Bisnis.com, JAKARTA — Indeks keyakinan konsumen melanjutkan tren penurunan untuk ketiga kalinya pada Maret 2025, ke level 121,1, terendah sejak Oktober 2024.
Ekonom Senior Samuel Sekuritas Indonesia (SSI) Fithra Faisal Hastiadi mengungkapkan bahwa penurunan yang berkelanjutan ini menggarisbawahi tekanan yang semakin besar terhadap daya beli rumah tangga.
Terlebih, tekanan tersebut terjadi di tengah menyusutnya jumlah kelas menengah dan meningkatnya beban biaya, terutama di daerah perkotaan.
“Keenam sub-komponen indeks turun, menandakan pesimisme yang luas di kalangan konsumen,” ujarnya dalam keterangan resmi, Selasa (15/4/2025).
Tekanan itu pun bertepatan dengan adanya sekitar 96.575 pemutusan hubungan kerja (PHK) sejak tahun 2024 dan perilaku belanja yang lesu pada kuartal pertama tahun ini.
Menurut data SSI, PHK terbanyak terjadi di kawasan Jawa Tengah yang totalnya mencapai 23.807 orang pada periode yang sama.
Baca Juga
Sementara melihat data milik Bank Indonesia (BI), memang enam sub-komponen turun, bahkan terdapat indeks yang mendekati skor 100. Jika indeks di atas 100 berarti optimistis, di bawah 100 pesimistis.

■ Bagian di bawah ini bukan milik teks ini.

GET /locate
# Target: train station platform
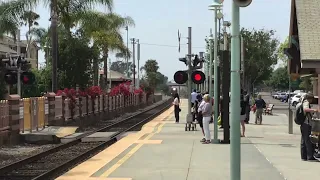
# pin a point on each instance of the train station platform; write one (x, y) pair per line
(163, 150)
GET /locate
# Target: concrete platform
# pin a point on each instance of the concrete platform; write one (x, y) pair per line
(71, 137)
(48, 135)
(163, 150)
(99, 136)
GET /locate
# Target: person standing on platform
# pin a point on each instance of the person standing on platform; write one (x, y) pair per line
(260, 104)
(307, 148)
(176, 104)
(199, 103)
(248, 107)
(221, 111)
(193, 97)
(206, 111)
(243, 105)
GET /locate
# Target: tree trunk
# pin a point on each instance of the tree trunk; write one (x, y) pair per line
(105, 69)
(95, 72)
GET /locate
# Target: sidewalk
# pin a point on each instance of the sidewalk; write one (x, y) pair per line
(281, 149)
(163, 150)
(268, 153)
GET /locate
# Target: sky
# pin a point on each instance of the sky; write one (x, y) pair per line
(157, 24)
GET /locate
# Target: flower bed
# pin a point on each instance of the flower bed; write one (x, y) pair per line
(124, 89)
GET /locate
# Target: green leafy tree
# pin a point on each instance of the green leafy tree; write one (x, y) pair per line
(29, 19)
(121, 67)
(74, 62)
(279, 79)
(105, 32)
(41, 84)
(151, 68)
(153, 78)
(281, 55)
(260, 55)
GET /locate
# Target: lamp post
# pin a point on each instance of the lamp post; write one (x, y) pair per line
(206, 67)
(127, 54)
(216, 7)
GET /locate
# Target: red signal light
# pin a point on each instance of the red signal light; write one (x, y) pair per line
(10, 77)
(198, 77)
(180, 77)
(27, 77)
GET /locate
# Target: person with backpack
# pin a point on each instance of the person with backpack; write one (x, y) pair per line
(303, 118)
(260, 104)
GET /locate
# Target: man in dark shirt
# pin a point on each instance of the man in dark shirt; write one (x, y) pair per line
(260, 104)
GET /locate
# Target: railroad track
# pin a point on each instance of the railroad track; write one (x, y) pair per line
(53, 162)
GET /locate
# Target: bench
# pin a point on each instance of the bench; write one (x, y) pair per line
(268, 109)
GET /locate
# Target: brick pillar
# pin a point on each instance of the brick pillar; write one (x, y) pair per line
(52, 108)
(14, 116)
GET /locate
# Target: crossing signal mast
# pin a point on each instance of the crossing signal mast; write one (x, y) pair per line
(16, 68)
(197, 77)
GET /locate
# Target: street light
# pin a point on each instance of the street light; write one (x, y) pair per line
(215, 7)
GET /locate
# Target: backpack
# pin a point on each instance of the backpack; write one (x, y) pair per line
(300, 116)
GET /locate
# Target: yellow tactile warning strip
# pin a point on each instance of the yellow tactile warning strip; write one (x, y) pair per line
(93, 178)
(129, 154)
(65, 131)
(89, 167)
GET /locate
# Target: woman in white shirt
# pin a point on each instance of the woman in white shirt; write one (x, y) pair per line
(176, 103)
(206, 111)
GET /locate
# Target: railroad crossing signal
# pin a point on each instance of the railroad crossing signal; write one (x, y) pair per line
(180, 77)
(11, 78)
(198, 77)
(27, 78)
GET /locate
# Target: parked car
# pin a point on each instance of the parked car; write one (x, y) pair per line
(281, 96)
(288, 97)
(276, 95)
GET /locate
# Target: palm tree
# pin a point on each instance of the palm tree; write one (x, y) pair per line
(12, 11)
(29, 19)
(105, 32)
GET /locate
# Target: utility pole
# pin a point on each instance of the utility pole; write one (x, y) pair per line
(210, 89)
(134, 60)
(189, 115)
(127, 55)
(138, 58)
(110, 80)
(19, 66)
(216, 80)
(54, 19)
(242, 62)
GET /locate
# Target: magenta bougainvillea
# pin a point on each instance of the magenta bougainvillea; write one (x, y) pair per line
(95, 91)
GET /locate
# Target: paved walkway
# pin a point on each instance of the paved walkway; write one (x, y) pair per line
(169, 153)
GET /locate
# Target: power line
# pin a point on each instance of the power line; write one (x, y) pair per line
(166, 45)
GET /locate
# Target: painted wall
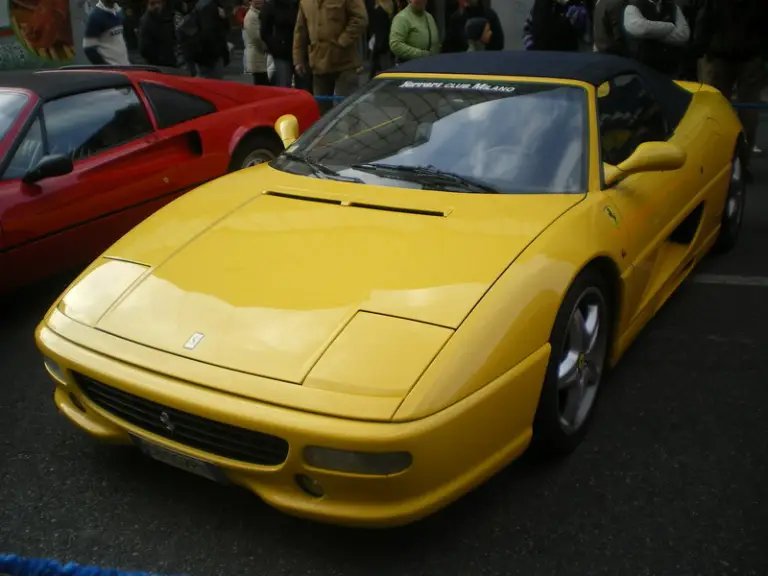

Utamanya, Indeks Ekspektasi Konsumen (IEK) atau ekspektasi 6 bulan yang akan datang dibandingkan dengan kondisi saat ini, yang turun 7 poin menjadi 131,7 dan ekspektasi pendapatan turun 6,3 poin menjadi 137.
Ekspektasi akan ketersediaan pekerjaan turun tajam sebesar 8,3 poin menjadi 125,9, sementara pandangan terhadap kondisi pekerjaan dibandingkan dengan enam bulan yang lalu merosot mendekati ambang batas netral 100 poin, turun 5,9 poin menjadi 100,3.
“Mengindikasikan meningkatnya ketidakamanan pekerjaan,” lanjutnya.
Sub-indeks kondisi ekonomi (IKE) saat ini turun menjadi 110,6, yang mencerminkan berkurangnya kepercayaan terhadap keuangan rumah tangga jangka pendek.
Fithra melihat jika erosi yang terus berlanjut pada sentimen konsumen menimbulkan risiko yang signifikan terhadap permintaan domestik, terutama konsumsi, yang tetap menjadi mesin utama pertumbuhan PDB.
Dengan inflasi yang masih moderat namun rupiah tertekan dan upah riil yang stagnan, hambatan terhadap pengeluaran diskresioner (konsumsi tersier) dapat meningkat, terutama di kalangan masyarakat berpenghasilan menengah yang rentan.
Sentimen yang melemah dapat mendorong pergeseran perilaku rumah tangga ke arah tabungan untuk berjaga-jaga, yang selanjutnya dapat menekan aktivitas ritel dan jasa.
Penurunan kepercayaan konsumen yang berkelanjutan dapat memberikan tekanan pada konsumsi rumah tangga, yang merupakan pendorong utama PDB Indonesia.
“Jika daya beli terus melemah, bisnis-bisnis yang bergantung pada permintaan domestik-seperti ritel, barang konsumsi, dan jasa-mungkin akan menghadapi pertumbuhan yang lebih lambat,” ujarnya.
Untuk itu, Fithra meyakini akan adanya penurunan pertumbuhan ekonomi di bawah 5%. Dirinya pun merevisi ke bawah pertumbuhan ekonomi Indonesia untuk tahun ini, dari 4,97% menjadi 4,8% di tambah dengan tekanan tarif resiprokal Presiden AS Donald Trump.